Люба, ополоснув в ручье лицо и руки:
— Давно у вас завелись зелёные карлики?
Дядя Том:
— В прошлом году приметил, а кто из нас раньше завелся, не скажу — не знаю. Может, и они. Как увидел, говоришь? На перелёт утиный вечерком пошёл. Уж зорька гаснет — летят. Бахнул. Одна, вроде как, не камнем вниз, а бочком-бочком отбилась от стаи и приземлилась. Убил — не убил? Направление запомнил — думаю, потом посмотрю. Ещё посидел — перелёт закончился, и я поднялся. Пойду, думаю, гляну — всё равно по пути. Совсем темно стало — сапоги едва различаю, где тут утку узреть. Но иду, смотрю под ноги. Стоп! Что за дьявольщина! Вижу тень перед собой. Не сразу сообразил — свою. Вон колпак от зюйдвестки, вон ружьё за спиной. Луна что ль из-за горизонта выскочила — солнцу как бы ни ко времени. Поворачиваюсь — святая дева! — светящийся диск спускается с неба за гору. А от него прожектор по земле шарит — ну, и по мне пробежался. Вон там….

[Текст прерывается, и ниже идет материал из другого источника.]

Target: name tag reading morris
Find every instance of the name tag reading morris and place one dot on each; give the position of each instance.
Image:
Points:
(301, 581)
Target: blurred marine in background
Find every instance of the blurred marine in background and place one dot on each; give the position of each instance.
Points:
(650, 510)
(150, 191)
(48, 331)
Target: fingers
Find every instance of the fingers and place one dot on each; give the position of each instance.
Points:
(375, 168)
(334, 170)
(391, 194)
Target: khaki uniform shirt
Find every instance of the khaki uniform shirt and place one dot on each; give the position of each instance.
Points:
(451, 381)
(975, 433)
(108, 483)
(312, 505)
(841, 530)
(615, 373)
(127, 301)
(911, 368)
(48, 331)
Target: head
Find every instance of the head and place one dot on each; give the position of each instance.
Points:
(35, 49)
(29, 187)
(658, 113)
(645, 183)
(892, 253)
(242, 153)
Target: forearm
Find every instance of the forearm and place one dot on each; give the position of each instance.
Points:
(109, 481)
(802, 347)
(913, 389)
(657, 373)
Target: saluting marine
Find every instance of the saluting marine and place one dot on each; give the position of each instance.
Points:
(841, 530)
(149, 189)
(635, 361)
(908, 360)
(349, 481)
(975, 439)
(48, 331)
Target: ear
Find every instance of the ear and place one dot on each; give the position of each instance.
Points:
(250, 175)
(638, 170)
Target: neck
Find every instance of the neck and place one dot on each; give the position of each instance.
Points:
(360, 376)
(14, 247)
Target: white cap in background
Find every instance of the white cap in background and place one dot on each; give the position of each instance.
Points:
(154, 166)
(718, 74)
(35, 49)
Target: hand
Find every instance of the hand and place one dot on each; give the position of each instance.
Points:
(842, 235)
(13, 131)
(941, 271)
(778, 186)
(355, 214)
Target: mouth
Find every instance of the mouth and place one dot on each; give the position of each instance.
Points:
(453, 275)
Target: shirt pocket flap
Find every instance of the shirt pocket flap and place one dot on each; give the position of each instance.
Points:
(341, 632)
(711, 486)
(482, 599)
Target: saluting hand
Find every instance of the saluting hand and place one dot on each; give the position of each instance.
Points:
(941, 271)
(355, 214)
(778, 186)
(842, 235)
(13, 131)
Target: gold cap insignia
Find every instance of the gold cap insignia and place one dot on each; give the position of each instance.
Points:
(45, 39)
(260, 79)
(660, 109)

При этих словах охотник махнул рукой куда-то за спину, и мы с Любой дружно глянули в темноту.
Том Дэвидсон продолжил:
— Меня любопытство разбирает — что за чертовщина? Следующим днём собрался по-походному и на ту гору. А потом вниз. Там, на площадке в расщелине, и приметил этих головастиков. Две тарелки стояли борт к борту, а букарашки зелёные суетятся меж них. Это они мне сверху муравьями показались, а подобрался ближе, смотрю — нет, вроде бы люди, только заморенные: ручки тоненькие, ножки того и гляди подломятся. А сами таскают что-то из одной ракеты в другую. Корабли их космические больше на жаровни похожи, только без ручки. Тарелки, одним словом.
Дядюшка Том подкинул в костёр, затащил кота на колени, пригладил и продолжил:
— Домой вернулся, места не нахожу — хочется ещё раз на них взглянуть.
— Вы бы учёным сообщили, — подсказала Люба.
Старый негр хмыкнул и пальцем погрозил:
— Ты наговоришь! Что, мне тут одному плохо живётся? Нет-нет — никаких учёных. Ну, да ладно. Скоро опять за гору собрался. Жаровня одна стоит, второй след простыл, и головастиков не видать. Насмелился, подошёл — все следы осмотрел и сообразил: улетели черти. Ракетку бросили и улетели. Обошёл тарелку эту — скрутить нечего. Из деревца лесенку срубил, наверх забрался, та же картина — окон нет и отломить нечего.
— Так и стоит? — Люба с недоверием.
— Уж с годик как.
— И вы никому не слова?
— Если бы. В город за припасами выбрался, в салуне перебрал и растрепался.
— Кому?
— Разве помню? Только вдруг эта парочка заявилась. Нет, люди неплохие — целую коробку виски принесли. Угостили, а потом с вопросами, а потом с просьбами — проводи да покажи. То самое место…. Ну, и повёл — дальше знаете….
— Нам покажите? — спросила Люба. — Девочка — дочь моя.
Охотник покачал головой:
— Не шибко похожа. Скорее на него.
— Это муж мой.
— Да мне плевать! Выпивка у вас есть — что я зазря должен ноги бить?
— Мы принесём.
— Тогда покажу.
Я тронул Любу за локоть и мысленно:
— Брось пустую дискуссию. Идём спать — утро вечера мудренее.
Костёр потух, беседа угасла. Одинокий охотник устроил себе ложе под навесом, уступив нам хижину. Глянул на небо, покряхтел, поворочался и застегнул на руке оптимизатор — время эротических снов.
— Билли.
— Всё понял, Создатель.
Мы лежим с Любой в хижине на топчане. В прорехи убогой кровли подмигивают звёзды. В горах они ярче. Я ласкаю жену, но не от страсти, скорее по привычке. И она принимает их (ласки) в душевном спокойствии, думая о другом.